C型肝炎ウイルスが細胞内に侵入すると、自身が有しているRNAを放出します。その後、RNAを複製することで増殖するための土台を作らなければいけません。遺伝情報(RNA)がなければウイルスとして機能できないため、RNAの複製過程はC型肝炎ウイルスにとって必須であるといえます。

 

RNAの複製に関わるタンパク質をRNAポリメラーゼといいます。その中でも、C型肝炎ウイルスでは特にNS5Bポリメラーゼと呼ばれるタンパク質(RNA依存性RNAポリメラーゼ)が重要な役割を担います。

 

そこで、薬によってNS5Bポリメラーゼの働きを阻害してしまえば、C型肝炎ウイルスの増殖を抑制できることが分かります。これにより、C型肝炎を治療します。

 

 

 

このような考えにより、ウイルスの増殖に関わる「RNA(遺伝情報)の複製過程」を抑制することでC型肝炎を治療しようとする薬がソホスブビル(商品名:ソバルディ)です。

 

 

 ソホスブビル(商品名:ソバルディ)の特徴
NS5BポリメラーゼはRNA依存性RNAポリメラーゼと呼ばれ、生命情報を刻んでいるRNAを元にして、新たなRNAを複製する働きがあります。

 

同じようにRNAポリメラーゼの働きを阻害するC型肝炎治療薬として、リバビリン(商品名:レベトール、コペガス)が知られています。

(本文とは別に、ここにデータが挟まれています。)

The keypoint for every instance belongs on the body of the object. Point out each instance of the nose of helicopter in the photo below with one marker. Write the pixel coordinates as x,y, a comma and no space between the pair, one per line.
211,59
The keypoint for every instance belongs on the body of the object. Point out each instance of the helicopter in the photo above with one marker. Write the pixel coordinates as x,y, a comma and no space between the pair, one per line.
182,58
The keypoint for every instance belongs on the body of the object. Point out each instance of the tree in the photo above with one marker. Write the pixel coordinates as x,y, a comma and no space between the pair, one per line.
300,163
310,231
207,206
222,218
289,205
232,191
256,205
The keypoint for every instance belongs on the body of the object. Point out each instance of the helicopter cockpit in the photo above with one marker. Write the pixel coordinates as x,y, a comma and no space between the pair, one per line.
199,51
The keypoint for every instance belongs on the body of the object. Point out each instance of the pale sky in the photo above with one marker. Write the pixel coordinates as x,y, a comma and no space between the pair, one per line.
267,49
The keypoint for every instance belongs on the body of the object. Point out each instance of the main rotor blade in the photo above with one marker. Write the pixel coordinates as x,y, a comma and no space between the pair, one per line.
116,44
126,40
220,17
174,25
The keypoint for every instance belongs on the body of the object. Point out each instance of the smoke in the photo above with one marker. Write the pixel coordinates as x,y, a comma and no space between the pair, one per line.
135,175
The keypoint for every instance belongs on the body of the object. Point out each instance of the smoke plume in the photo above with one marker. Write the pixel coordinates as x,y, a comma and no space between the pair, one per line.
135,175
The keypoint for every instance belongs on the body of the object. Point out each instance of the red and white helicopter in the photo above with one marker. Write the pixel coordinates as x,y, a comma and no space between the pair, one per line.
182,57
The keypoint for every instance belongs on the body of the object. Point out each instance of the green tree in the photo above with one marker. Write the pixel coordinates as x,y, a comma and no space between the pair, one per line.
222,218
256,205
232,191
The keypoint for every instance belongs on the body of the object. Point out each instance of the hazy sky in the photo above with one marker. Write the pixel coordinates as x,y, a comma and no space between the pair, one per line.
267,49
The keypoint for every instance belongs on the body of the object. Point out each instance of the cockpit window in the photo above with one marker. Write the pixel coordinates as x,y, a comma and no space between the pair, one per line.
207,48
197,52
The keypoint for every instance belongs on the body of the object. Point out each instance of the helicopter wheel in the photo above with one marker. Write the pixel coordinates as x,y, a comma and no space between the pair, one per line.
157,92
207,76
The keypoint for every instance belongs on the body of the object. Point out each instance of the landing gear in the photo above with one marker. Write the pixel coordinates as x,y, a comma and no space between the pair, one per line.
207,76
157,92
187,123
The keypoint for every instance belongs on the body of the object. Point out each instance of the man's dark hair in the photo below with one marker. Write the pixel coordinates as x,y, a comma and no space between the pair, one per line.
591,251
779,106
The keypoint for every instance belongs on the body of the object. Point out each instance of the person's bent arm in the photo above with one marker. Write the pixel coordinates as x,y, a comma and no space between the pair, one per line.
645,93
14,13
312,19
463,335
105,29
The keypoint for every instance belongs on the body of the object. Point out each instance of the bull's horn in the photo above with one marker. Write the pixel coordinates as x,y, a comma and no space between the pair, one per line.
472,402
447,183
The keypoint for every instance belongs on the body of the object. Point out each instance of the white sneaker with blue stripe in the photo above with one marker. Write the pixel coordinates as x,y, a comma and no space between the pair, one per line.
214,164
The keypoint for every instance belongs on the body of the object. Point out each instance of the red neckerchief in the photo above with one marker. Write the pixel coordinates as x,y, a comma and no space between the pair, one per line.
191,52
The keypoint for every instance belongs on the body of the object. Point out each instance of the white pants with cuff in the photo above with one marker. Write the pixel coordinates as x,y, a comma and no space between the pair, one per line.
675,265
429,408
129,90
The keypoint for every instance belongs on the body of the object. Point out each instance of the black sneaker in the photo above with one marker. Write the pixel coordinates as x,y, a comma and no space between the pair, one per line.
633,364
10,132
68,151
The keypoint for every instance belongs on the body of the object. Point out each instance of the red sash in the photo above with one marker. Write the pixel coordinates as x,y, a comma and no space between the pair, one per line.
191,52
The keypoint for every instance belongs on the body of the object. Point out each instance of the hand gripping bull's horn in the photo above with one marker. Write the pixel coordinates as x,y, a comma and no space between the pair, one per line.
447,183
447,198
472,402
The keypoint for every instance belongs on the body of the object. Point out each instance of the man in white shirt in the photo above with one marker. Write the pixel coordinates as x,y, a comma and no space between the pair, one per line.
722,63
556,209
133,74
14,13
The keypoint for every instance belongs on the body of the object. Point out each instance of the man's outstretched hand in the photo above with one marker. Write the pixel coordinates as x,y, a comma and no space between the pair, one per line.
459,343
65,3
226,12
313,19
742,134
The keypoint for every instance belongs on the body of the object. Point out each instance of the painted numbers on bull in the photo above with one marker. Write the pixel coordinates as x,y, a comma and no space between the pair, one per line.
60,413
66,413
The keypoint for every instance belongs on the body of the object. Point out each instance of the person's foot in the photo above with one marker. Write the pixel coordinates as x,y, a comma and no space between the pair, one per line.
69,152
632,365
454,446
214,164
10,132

ソホスブビル(商品名:ソバルディ)はリバビリンと併用して用いますが、これは薬同士の相乗効果を狙って行われます。

 

C型肝炎ウイルスは変異が起こりやすいく、多くの遺伝子変異が確認されています。そのため、C型肝炎ウイルスは遺伝子型(ジェノタイプ)によって細かく分けられます。

 

その中でも、日本人ではジェノタイプ1b型(約70%)、ジェノタイプ2a型(約20%)、ジェノタイプ2b型(約10%)の3種類が多いとされています。これら遺伝型の中でも、ソホスブビル(商品名:ソバルディ)は2型のジェノタイプ(2a型と2b型)の治療に用いられます。

 

※ジェノタイプ2はセログループ2と呼ばれることもあります。

 

なお、ソホスブビル(商品名:ソバルディ)の主な副作用としては貧血、ヘモグロビン減少、頭痛、倦怠、悪心、そう痒(かゆみ)が知られています。リバビリンに関わる重要な副作用として貧血があるため、ヘモグロビンの減少が見られたときは投与量の調節や中止などの措置を行います。

 

このような特徴により、ウイルスの遺伝子複製を阻害することによってジェノタイプ2(セログループ2)のC型肝炎を治療し、リバビリンとの併用によって用いられる薬がソホスブビル(商品名:ソバルディ)です。